Die Hamburger Landesstrategie gegen Antisemitismus und zur Förderung des jüdischen Lebens macht deutlich: „Antisemitismus darf in Hamburg keinen Platz haben.“ Daraus ergibt sich eine besondere Verantwortung für Schulen, Lehrkräfte und Elternräte, auch vor dem Hintergrund des Überfalls der Terrororganisation Hamas auf Israel am 7. Oktober 2023 und der folgenden Zunahme antisemitischer Vorfälle auch an Schulen. Die von der Bildungsbehörde herausgegebene Zeitschrift „Hamburg macht Schule“ legt nun ein Sonderheft zum Thema Antisemitismus-Prävention vor, das aufzeigt, wie differenziert und wie interdisziplinär Präventionsarbeit an Schulen geleistet werden kann – und dass Antisemitismus jeglicher Ausprägung oder Provenienz ein Indikator für die Gefährdung von Demokratie ist.

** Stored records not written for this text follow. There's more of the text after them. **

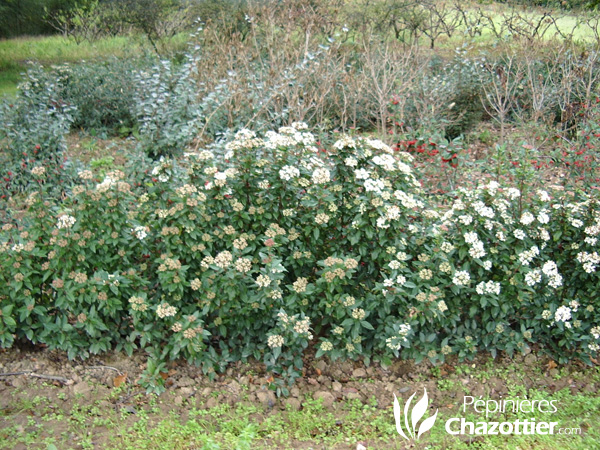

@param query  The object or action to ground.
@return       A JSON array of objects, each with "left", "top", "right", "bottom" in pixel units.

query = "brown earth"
[{"left": 0, "top": 348, "right": 600, "bottom": 449}]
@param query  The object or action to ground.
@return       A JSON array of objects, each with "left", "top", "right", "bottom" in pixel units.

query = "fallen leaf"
[{"left": 113, "top": 372, "right": 127, "bottom": 387}]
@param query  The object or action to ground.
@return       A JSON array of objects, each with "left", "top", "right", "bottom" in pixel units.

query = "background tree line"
[{"left": 0, "top": 0, "right": 600, "bottom": 40}]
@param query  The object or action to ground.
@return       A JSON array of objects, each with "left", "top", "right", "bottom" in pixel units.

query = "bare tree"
[
  {"left": 481, "top": 55, "right": 524, "bottom": 144},
  {"left": 363, "top": 39, "right": 419, "bottom": 136}
]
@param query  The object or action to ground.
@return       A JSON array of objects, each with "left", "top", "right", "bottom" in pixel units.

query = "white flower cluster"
[
  {"left": 312, "top": 168, "right": 331, "bottom": 184},
  {"left": 365, "top": 178, "right": 385, "bottom": 194},
  {"left": 475, "top": 281, "right": 500, "bottom": 295},
  {"left": 256, "top": 274, "right": 271, "bottom": 288},
  {"left": 513, "top": 228, "right": 527, "bottom": 241},
  {"left": 294, "top": 317, "right": 310, "bottom": 334},
  {"left": 156, "top": 303, "right": 177, "bottom": 319},
  {"left": 352, "top": 308, "right": 366, "bottom": 320},
  {"left": 333, "top": 134, "right": 356, "bottom": 150},
  {"left": 279, "top": 166, "right": 300, "bottom": 181},
  {"left": 56, "top": 214, "right": 77, "bottom": 228},
  {"left": 520, "top": 211, "right": 535, "bottom": 226},
  {"left": 554, "top": 305, "right": 571, "bottom": 322},
  {"left": 225, "top": 128, "right": 264, "bottom": 151},
  {"left": 525, "top": 269, "right": 542, "bottom": 286},
  {"left": 133, "top": 226, "right": 148, "bottom": 241},
  {"left": 464, "top": 231, "right": 487, "bottom": 258},
  {"left": 267, "top": 334, "right": 285, "bottom": 348},
  {"left": 372, "top": 154, "right": 396, "bottom": 172},
  {"left": 472, "top": 201, "right": 494, "bottom": 219},
  {"left": 452, "top": 270, "right": 471, "bottom": 286},
  {"left": 577, "top": 252, "right": 600, "bottom": 273},
  {"left": 542, "top": 261, "right": 562, "bottom": 288},
  {"left": 519, "top": 245, "right": 540, "bottom": 266},
  {"left": 394, "top": 190, "right": 423, "bottom": 209}
]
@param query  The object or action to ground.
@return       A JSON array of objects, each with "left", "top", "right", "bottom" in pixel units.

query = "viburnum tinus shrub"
[
  {"left": 138, "top": 124, "right": 421, "bottom": 390},
  {"left": 426, "top": 182, "right": 600, "bottom": 362},
  {"left": 0, "top": 123, "right": 600, "bottom": 394}
]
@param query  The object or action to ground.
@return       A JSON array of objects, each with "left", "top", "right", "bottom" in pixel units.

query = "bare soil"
[{"left": 0, "top": 342, "right": 600, "bottom": 449}]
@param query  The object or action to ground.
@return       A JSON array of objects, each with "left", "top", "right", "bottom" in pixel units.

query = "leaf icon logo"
[{"left": 394, "top": 389, "right": 438, "bottom": 441}]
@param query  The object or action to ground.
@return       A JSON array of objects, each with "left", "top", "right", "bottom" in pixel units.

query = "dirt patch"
[{"left": 0, "top": 348, "right": 600, "bottom": 449}]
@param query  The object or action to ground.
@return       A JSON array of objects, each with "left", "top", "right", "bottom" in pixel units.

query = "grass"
[
  {"left": 0, "top": 363, "right": 600, "bottom": 450},
  {"left": 0, "top": 33, "right": 187, "bottom": 97}
]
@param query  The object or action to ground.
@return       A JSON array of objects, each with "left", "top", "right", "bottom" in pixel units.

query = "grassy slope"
[{"left": 0, "top": 33, "right": 187, "bottom": 96}]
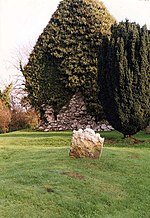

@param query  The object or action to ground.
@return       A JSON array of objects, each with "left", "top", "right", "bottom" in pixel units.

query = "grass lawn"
[{"left": 0, "top": 131, "right": 150, "bottom": 218}]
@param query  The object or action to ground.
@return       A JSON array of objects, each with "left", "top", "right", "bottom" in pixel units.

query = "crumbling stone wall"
[{"left": 39, "top": 93, "right": 113, "bottom": 131}]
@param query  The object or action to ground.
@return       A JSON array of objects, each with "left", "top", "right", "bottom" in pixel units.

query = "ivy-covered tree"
[
  {"left": 98, "top": 21, "right": 150, "bottom": 136},
  {"left": 0, "top": 83, "right": 13, "bottom": 107},
  {"left": 23, "top": 0, "right": 115, "bottom": 119}
]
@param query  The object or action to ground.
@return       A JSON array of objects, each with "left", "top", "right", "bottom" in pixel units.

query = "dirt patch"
[{"left": 62, "top": 172, "right": 85, "bottom": 180}]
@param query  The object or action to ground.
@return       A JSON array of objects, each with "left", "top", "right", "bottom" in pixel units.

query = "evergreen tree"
[
  {"left": 23, "top": 0, "right": 115, "bottom": 119},
  {"left": 98, "top": 21, "right": 150, "bottom": 136}
]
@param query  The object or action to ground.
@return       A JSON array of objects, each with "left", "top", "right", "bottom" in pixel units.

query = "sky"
[{"left": 0, "top": 0, "right": 150, "bottom": 85}]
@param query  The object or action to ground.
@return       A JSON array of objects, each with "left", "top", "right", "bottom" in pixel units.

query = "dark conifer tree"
[{"left": 98, "top": 21, "right": 150, "bottom": 136}]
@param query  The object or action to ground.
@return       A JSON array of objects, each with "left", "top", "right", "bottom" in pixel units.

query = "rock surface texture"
[
  {"left": 69, "top": 128, "right": 104, "bottom": 159},
  {"left": 39, "top": 93, "right": 113, "bottom": 131}
]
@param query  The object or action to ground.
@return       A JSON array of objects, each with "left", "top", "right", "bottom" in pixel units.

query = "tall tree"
[
  {"left": 23, "top": 0, "right": 115, "bottom": 120},
  {"left": 99, "top": 21, "right": 150, "bottom": 136},
  {"left": 0, "top": 83, "right": 13, "bottom": 107}
]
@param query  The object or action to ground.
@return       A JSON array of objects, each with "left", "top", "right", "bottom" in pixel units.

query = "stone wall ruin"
[{"left": 39, "top": 93, "right": 113, "bottom": 131}]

Bildungssenatorin Ksenija Bekeris: „In Hamburgs Schulen ist kein Platz für Übergriffe und Diskriminierung jeglicher Art. Alle, die in Schule Verantwortung tragen, zeigen Haltung, wenn Menschen übergriffig werden oder selbst von anderen bedrängt werden. Schulen und Lehrkräfte bekommen in der Auseinandersetzung mit aktuellen politischen Ereignissen und vor allem mit sich daraus ergebenden antisemitischen Pauschalisierungen Unterstützung. Das jetzt von den beiden früheren Schulleitungen Ingrid und Ruben Herzberg verantwortete Sonderheft unserer Zeitschrift „Hamburg macht Schule“ ist für Lehrkräfte und Elternräte ein klarer Rahmen für schulisches Handeln.“
Heinz Grasmück, Direktor des Landesinstituts für Qualifizierung und Qualitätsentwicklung in Schulen (LI): „Antisemitismus-Prävention muss eine vordringliche Aufgabe in der schulischen wie außerschulischen Bildung und zugleich ein Professionalisierungsanliegen in der Lehrkräftebildung aller drei Phasen bleiben. Im Sonderheft werden vielfältige pädagogische Konzepte zur Antisemitismus-Prävention und bundesweite Best-Practice-Modelle präsentiert. Es ist ein Kooperationsprojekt mit renommierten Institutionen und eröffnet damit einen weiten Diskursraum.“
Das Sonderheft legt keine Analyse der Situation in Israel und Gaza vor, geht aber auf die Verbindungen judenfeindlicher Haltungen mit dem Krieg in Nahost ein, weil die Kenntnis dieser Bezüge für Lehrende wichtig ist und das Wissen von Schülerinnen und Schülern über die historischen Voraussetzungen dieses Konflikts erfahrungsgemäß gering ist.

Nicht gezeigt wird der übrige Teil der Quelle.